Bemused, Azzo took her hand and shook it. "Thank you for the tea, Miss Monelli."
"Kytreth," Azzo repeated. "Thank you for the tea, and for," he paused, searching for a word that my encompass everything, then gave up. "The rest." She nodded in understanding.
"And Azzo?" He turned in the doorway. "I know you don't think of yourself as a hero, but," she wavered. For a moment she looked her age.
She couldn't have been more than seventeen. "For what it's worth, I think you might try it."
Her words touched a smile to Azzo's lips. "Why do I feel as though you know everything about me?" he asked tiredly.
Kytreth smiled back at him. "Because I do."
The informality of the moment was too much for Rose, who bustled forward as much as her spare frame would allow, putting herself firmly between her mistress and this strange solider. "Let me show you out, Mr. Weisse," she offered in a tone that brooked no refusal and Azzo, swept up in a swirl of brown skirts and determined woman, found himself standing in the street. He blinked, still reeling from the events of the meeting, and as the bright southern sun and the salt tinged air of Seaport began to bring him back to himself, a new realization occurred to him, one that Kytreth and her maid had been too polite to bring to his attention.
He wrinkled his nose at the fug of sweat and alley and rotten citrus that hung around him and mixed with the astringent sweetness of Rose's antiseptic. Even for a pirate he was disreputable and his soldier's --or Prussian, take your pick-- sensibilities clamored to be shipshape before he appeared before his new captain. Rosita would spare him a tub of hot water, though, and probably some dark muttering about his new bruises as well. "Thought you were rid of me for good, didn't you Rosie?" he chuckled to himself and set off down the street.
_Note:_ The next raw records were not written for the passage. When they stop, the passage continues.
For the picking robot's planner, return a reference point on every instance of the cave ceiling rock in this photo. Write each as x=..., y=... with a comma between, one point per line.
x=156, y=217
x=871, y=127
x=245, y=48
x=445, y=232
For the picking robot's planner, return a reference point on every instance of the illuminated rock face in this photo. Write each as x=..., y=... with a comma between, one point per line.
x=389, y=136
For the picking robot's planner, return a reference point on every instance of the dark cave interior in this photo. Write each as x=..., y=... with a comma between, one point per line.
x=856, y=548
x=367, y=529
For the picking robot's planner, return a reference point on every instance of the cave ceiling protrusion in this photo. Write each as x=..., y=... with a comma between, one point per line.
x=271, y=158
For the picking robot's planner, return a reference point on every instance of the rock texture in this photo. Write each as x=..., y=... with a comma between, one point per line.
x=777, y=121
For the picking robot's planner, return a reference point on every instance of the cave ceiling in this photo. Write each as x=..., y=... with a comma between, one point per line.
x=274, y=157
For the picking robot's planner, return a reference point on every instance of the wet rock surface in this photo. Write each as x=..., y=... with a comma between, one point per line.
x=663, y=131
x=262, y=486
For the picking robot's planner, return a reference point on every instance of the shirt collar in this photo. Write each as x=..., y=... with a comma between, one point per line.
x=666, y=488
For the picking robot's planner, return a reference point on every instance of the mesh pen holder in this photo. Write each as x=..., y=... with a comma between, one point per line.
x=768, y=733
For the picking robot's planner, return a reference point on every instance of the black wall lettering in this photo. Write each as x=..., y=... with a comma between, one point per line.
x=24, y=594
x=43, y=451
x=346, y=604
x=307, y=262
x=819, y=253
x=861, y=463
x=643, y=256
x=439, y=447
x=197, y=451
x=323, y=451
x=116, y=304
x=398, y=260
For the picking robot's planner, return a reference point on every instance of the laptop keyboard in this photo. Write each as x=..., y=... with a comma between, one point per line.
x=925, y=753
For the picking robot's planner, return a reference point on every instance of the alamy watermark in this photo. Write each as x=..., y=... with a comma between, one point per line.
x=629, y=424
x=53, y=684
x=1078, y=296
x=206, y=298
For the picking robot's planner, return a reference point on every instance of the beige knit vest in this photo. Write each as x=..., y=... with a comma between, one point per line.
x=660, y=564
Later that night, cleansed of alley muck and still smelling faintly of soap, Azzo lay cradled in the canvas of his hammock, staring up at the dark wood of the Steamhawke's lower decks. The air was still here, and strongly scented of tar and seawater. Around him, the sighs and rustles of sleeping crew members rose and fell in the darkness. He heaved his own sigh and stretched, letting his body become accustomed to the feeling of sleeping suspended. The letters from Kytreth, wrapped carefully in oilskin, were tucked safely in his shirt. He curled his arm around them and closed his eyes, feeling their weight as he drifted into sleep.